I have a task to use machine learning for anomaly detection. I have data as sales count info like that:
{ 5/*bread*/, 10/*milk*/, 2/*potato*/, .../*other products*/ },
{ 6, 9, 3, ... }, { 5, 12, 1, ... },
{ 10/*bread sales count is anomaly high*/, 10, 2, ... },
{ 4, 8, 3, ... }
I coded learning set generator based on idea to turn certain product sales count into array { 5, 6, 5, 10, 4, ... }, calc mean value (let's assume it 5), turn array into percents diff from mean value { 0%, 20%, 0%, 100%, -20%, ... }, so if array does not contains values higher by module than 5%, then there is no anomalies in row. I know I can use simplest self-made functionc to check this, but I HAVE a task to use machine learning for that.

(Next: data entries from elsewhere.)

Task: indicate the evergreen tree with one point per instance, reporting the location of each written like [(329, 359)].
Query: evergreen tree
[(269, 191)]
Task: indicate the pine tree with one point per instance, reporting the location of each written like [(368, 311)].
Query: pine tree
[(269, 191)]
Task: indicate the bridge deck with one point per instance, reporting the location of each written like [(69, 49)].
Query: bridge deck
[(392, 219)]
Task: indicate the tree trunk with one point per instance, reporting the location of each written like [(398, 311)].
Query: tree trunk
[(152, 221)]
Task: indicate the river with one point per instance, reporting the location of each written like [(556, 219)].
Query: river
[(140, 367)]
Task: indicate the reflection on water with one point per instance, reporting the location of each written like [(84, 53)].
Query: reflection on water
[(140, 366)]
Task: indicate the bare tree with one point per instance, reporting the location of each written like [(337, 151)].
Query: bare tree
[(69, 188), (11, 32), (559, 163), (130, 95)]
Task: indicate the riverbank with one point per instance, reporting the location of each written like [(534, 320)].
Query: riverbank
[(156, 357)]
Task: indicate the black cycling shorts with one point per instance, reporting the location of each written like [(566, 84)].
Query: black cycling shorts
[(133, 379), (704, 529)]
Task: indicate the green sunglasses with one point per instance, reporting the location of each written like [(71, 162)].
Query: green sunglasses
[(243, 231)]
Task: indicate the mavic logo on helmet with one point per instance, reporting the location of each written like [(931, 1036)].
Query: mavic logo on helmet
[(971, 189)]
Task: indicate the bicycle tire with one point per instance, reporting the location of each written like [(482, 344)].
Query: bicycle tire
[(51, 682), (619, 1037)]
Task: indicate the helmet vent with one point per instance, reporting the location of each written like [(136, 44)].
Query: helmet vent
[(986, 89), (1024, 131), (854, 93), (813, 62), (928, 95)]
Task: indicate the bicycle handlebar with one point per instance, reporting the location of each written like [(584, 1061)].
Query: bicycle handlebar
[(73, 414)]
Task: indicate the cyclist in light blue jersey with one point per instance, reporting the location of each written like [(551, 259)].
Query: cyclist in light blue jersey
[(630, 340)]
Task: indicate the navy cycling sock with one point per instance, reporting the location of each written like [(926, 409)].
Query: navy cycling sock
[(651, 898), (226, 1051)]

My generator were making sequences like { 1%, 3%, -2%, 5%, 1%, ...} and were labeling them as good. That way it made around 1k good sequences.
After this generator starts to generate anomal sequences by modifing good ones into this: { 24%, 3%, -2%, 5%, 1%, ... }, { -24%, 3%, -2%, 5%, 1%, ...}, { 1%, 24%, -2%, 5%, 1%, ... }, { 1%, -24%, -2%, 5%, 1%, ...}, ..., { 1%, 3%, -2%, 5%, -100% }
Later I transformed this percents into [0, 1] range and fed to multilayer perceptron with 128 neurons in second layer, 32 in third and 2 in output (good or anomaly). After learning I got around 50% recognition rate that is terribly bad.
Then I modified my generator to generate 1k good sequences like that { 1%, 3%, -2%, 5%, 1%, ...} and 1k bad sequences like that { 25%, 50%, -60%, 40%, -80%, ...}. The recognition rate still were around 50%.
Which way is possible to generate learning set, so later network will tell that { 1%, 3%, -2%, 5%, 1%, ...} is good and any of { 1%, -24%, -2%, 5%, 1%, ...} is bad?